Como acontece com picolés e sorvetes, o consumo excessivo causará resfriado ou dor de garganta no consumidor. Com a crença em deus é o mesmo: eles empurram diariamente seus “sorvetes de chuchus” nos crentes e quando esses estão adoecidos com a ideia de pecado, da condenação e morte eterna, eles mesmo oferecem o remédio, a dita salvação que custará 10% da renda mensal do fiel além da obediência cega ao sistema por toda uma vida...

A mais leve brisa da ciência, da lógica e da razão é capaz de não apenas derreter esse refresco, como também fazê-lo evaporar diante do consumidor que ficará furioso e partirá para o ataque a quem o fizera dissolver-se. Todo o universo do fiel desmorona quando esse picolé derrete ou evapora. Alguns ficam sem chão, outros pensam até em tirar a própria vida ou a vida de outem.

Para os que procuram esse tipo de paliativo, sempre haverá um vendedor ambulante em cada esquina, oferecendo o sorvete fresquinho ao gosto do freguês, tem como base a mesma fórmula e efeitos colaterais ao consumidor, apenas a cobertura é diferente.

Há crianças que nunca amadureceram apesar de adultas e se o sorveteiro não passar no dia e hora certa, eles farão birras e se comportarão como crianças más.

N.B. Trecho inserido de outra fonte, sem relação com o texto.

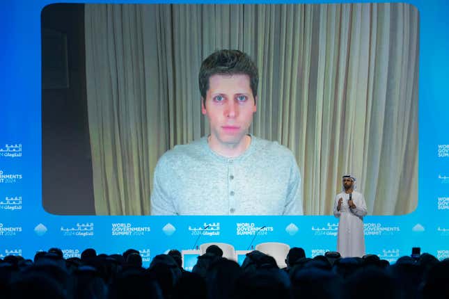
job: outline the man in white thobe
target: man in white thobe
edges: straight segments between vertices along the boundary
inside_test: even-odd
[[[354,191],[355,181],[351,175],[343,176],[343,192],[337,194],[333,204],[333,215],[339,218],[337,251],[342,257],[365,255],[366,203],[363,195]]]

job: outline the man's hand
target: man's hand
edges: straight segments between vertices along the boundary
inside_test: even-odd
[[[342,202],[343,202],[343,199],[340,197],[340,199],[338,199],[338,207],[337,207],[337,211],[340,211],[340,208],[341,208]]]

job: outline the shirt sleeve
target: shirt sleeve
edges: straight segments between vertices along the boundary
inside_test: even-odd
[[[333,216],[337,218],[340,218],[340,216],[341,215],[341,212],[337,210],[337,207],[338,207],[338,195],[337,195],[333,199]]]
[[[301,173],[292,154],[292,159],[288,193],[283,215],[303,215]]]
[[[178,215],[173,198],[171,196],[167,183],[171,181],[167,175],[167,164],[164,156],[155,168],[153,188],[151,191],[150,204],[151,215]]]

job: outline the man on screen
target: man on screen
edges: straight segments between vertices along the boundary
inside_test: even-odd
[[[237,50],[207,57],[199,74],[210,135],[166,152],[155,170],[152,215],[301,215],[301,175],[286,147],[249,134],[258,69]]]
[[[354,191],[355,177],[344,175],[343,192],[337,194],[333,204],[333,215],[339,218],[337,251],[342,257],[365,255],[363,216],[366,203],[363,195]]]

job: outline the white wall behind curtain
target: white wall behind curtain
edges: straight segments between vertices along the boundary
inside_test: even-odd
[[[209,133],[198,72],[238,49],[260,76],[255,135],[292,150],[308,215],[330,214],[341,175],[370,214],[417,204],[418,11],[401,3],[86,5],[95,209],[149,214],[153,169]],[[175,184],[175,182],[173,182]]]

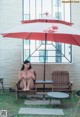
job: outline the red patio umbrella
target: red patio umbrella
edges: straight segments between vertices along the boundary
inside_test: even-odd
[[[22,21],[22,23],[24,24],[2,33],[3,37],[21,38],[26,40],[44,40],[45,58],[46,41],[61,42],[80,46],[80,31],[70,26],[72,23],[52,19],[28,20]],[[46,59],[44,59],[44,80],[45,63]]]

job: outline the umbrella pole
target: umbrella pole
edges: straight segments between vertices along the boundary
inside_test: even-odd
[[[47,33],[45,33],[45,49],[44,49],[44,78],[45,81],[46,77],[46,40],[47,40]],[[45,92],[45,83],[43,84],[43,91]]]

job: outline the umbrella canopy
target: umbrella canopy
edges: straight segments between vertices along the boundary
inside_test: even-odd
[[[29,22],[7,30],[2,35],[3,37],[47,40],[80,46],[80,31],[62,23]]]
[[[61,20],[37,19],[22,21],[13,29],[2,33],[3,37],[29,40],[45,40],[44,80],[46,63],[46,41],[61,42],[80,46],[80,31],[71,27],[72,23]],[[45,88],[45,84],[44,84]]]

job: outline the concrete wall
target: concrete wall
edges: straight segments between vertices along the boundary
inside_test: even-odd
[[[71,20],[80,29],[80,4],[72,4]],[[16,26],[22,20],[22,0],[0,0],[0,32]],[[13,87],[18,80],[18,71],[22,64],[23,41],[0,36],[0,77],[4,78],[5,87]],[[43,79],[42,64],[33,64],[37,79]],[[46,79],[51,79],[54,70],[67,70],[74,82],[73,90],[80,89],[80,47],[73,46],[72,64],[47,64]]]

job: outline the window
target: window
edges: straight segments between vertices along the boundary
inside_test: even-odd
[[[45,56],[46,54],[46,56]],[[48,51],[46,50],[46,53],[45,51],[39,51],[39,61],[40,62],[48,62]]]
[[[70,21],[70,3],[62,0],[24,0],[24,20],[39,19],[46,12],[54,18]],[[66,15],[67,14],[67,15]],[[43,63],[45,58],[45,41],[24,40],[24,60]],[[46,62],[72,62],[72,46],[69,44],[46,42]]]

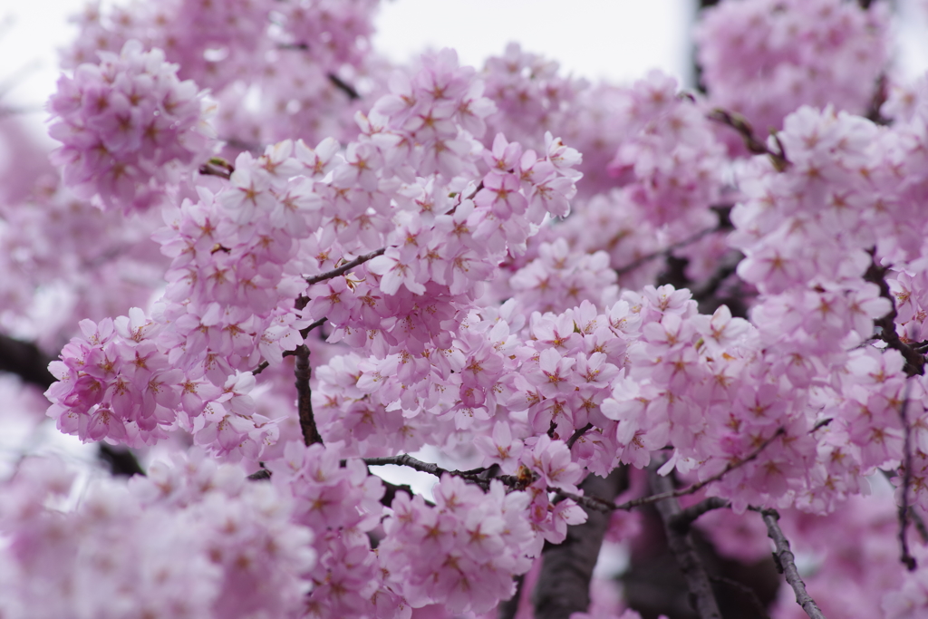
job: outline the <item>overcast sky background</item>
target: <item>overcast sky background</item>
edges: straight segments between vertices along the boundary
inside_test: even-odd
[[[883,0],[885,1],[885,0]],[[105,5],[113,0],[106,0]],[[480,67],[509,41],[588,79],[631,82],[657,68],[690,79],[696,0],[385,0],[377,49],[402,62],[427,48],[454,47]],[[894,0],[897,63],[928,69],[925,0]],[[58,78],[57,49],[76,28],[67,20],[85,0],[0,0],[0,104],[41,110]],[[43,113],[33,113],[41,127]]]

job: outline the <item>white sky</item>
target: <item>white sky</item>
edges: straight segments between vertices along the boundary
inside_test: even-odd
[[[107,4],[113,0],[105,0]],[[116,0],[120,1],[120,0]],[[154,1],[154,0],[153,0]],[[558,60],[575,76],[631,82],[659,68],[689,78],[696,0],[384,0],[375,46],[402,62],[426,48],[454,47],[480,67],[509,41]],[[903,72],[928,69],[928,17],[896,0]],[[0,105],[41,109],[58,79],[56,49],[76,28],[84,0],[0,0]],[[45,114],[32,114],[41,126]]]
[[[482,66],[509,41],[591,79],[632,81],[649,69],[685,75],[694,0],[385,0],[375,46],[401,62],[428,47],[455,47]],[[0,105],[41,109],[58,79],[56,49],[84,0],[0,0]],[[411,25],[414,24],[414,25]],[[41,123],[44,113],[32,114]]]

Para outros desse tipo, a certeza que receberão no fim de suas vidas das mãos do “sorveteiro chefe” o “grande sorvete supremo” é o motivo de eles não roubarem, matarem ou fazer tudo que é danoso aos outro ou a eles mesmos. Alguns até matam e morrem por esse sorvete ou para que ele não derreta no calor das evidencias. Outros chegam a confessar publicamente que se o “sorveteiro-mor” não os assistisse do alto de sua sorveteria celestial a fim de puni-los por leviandades, eles seriam crianças bem rebeldes e malvadas, tacando fogo em tudo e em todos por pura diversão. Ainda bem que para essas “bestas enrustidas” o sorvete de chuchu tem alguma serventia real, já que o medo da punição é maior que a necessidade de respeito e cooperação mutua com outros seres viventes.

A realidade é clara: quem não amadurece, cresce e evolui, será sempre dependente desses sorveteiros, suas sorveterias e seus picolés de chuchu para adoçar a própria vida.

Outro fato é que se ficares entre um traficante e um viciado achando que vai salvar um ou outro, vai acabar atraindo a ira de ambos. O melhor é evitar que eles andem em suas “quebradas”, que contaminem seus filhos com os seus vícios e que faça com que sua região se torne uma zona desvalorizada, perigosa e disputada por outros “vendedores de entorpecentes”.

Se é verdade que “há caminhos que para os olhos parecem bom, mas o fim deles é a morte”, considero que esse caminho tenebroso seja o da fé cega nos deuses metafísicos e a obediência irrestrita aos seus representantes, pois esses, quando não matam deixa o caminhante aleijado, dependente, viciado e paranoico.

Pensem bem: se é pra “ficar fresco” e “seguro” tomando todo dia esse refresco de chuchu, melhor é crescer e evoluir atravessando os desertos da vida. Tomar conselhos de viciados e alienados é como dirigir um carro em alta velocidade sem freios e com a direção solta. Pensem nisso! REVEJA SEUS CONCEITOS!

Saúde e Sanidade a todos!

Texto escrito em 1/1/21

*Antônio F. Bispo é graduando em jornalismo, Bacharel em Teologia, estudante de religiões e filosofia.